Numa carta dirigida a várias instituições internacionais, à qual a Lusa teve hoje acesso, a OMUNGA, organização de defesa dos direitos humanos, sublinha que mais uma vez a polícia recorreu à força para reprimir uma manifestação pacífica, convocada para sábado passado por um grupo de cidadãos angolanos, com o objetivo de pedirem o fim do custo elevado de vida e protestar contra a decisão do executivo angolano de adiar por tempo indeterminado a realização de eleições autárquicas no país.

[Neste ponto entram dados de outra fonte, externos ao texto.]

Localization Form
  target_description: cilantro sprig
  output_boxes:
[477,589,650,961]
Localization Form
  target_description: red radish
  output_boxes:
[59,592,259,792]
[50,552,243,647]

A OMUNGA admite que o país vive atualmente em estado de calamidade pública devido à covid-19, decretado pelo Presidente da República, mas alerta que o mesmo “não substitui o Estado de Direito e democrático, artigos 2.º e 58.º, ambos da Constituição da República de Angola”.
“Ademais, o direito à manifestação no confronto com as normas que configuram o Estado de Calamidade Pública, sempre prevalecerá sobre este por força da sua eminente dignidade constitucional”, refere o documento.
Nesse sentido, a organização considera que “não é aceitável ao que se assistiu [sábado], 24 de outubro, na província de Luanda, num Estado democrático e de Direito, a atuação ou abordagem policial deve sempre, para além da sua legalidade, pautar-se pela lógica da adequação e proporcionalidade dos meios”.
Para a OMUNGA, é igualmente preocupante e condenável que a polícia tenha feito disparos e atingido mortalmente um cidadão, que em vida se chamou “Mamã África”, até então membro do recente Núcleo Universitário criado para produzir reflexões sobre o país e os grandes desafios da juventude.
“Os familiares e amigos confirmam a morte do jovem, sendo assim, mais uma vida que se perde fruto dos excessos da polícia na relação com os cidadãos sob pretexto de fazer valer as regras ou as medidas de combate à pandemia da covid-19”, lê-se na carta.
No domingo, o secretário de Estado do Ministério do Interior para o Asseguramento Técnico, Salvador Rodrigues, disse que não houve o registo de nenhuma morte durante a ocorrência, que 103 pessoas tinham sido detidas e seis polícias ficado feridos, além da destruição de alguns meios da polícia.
“É por demais evidente que o comportamento das autoridades angolanas particularmente da polícia nacional viola uma série de disposições legais quer nacionais e internacional, mormente a Constituição da República (CRA), o decreto presidencial sobre o Estado de Calamidade Pública, a Carta Africana sobre os Direitos Humanos e dos Povos, a Declaração Universal dos Direitos do Homem e outros tratados internacionais ratificados por Angola”, observa a OMUNGA.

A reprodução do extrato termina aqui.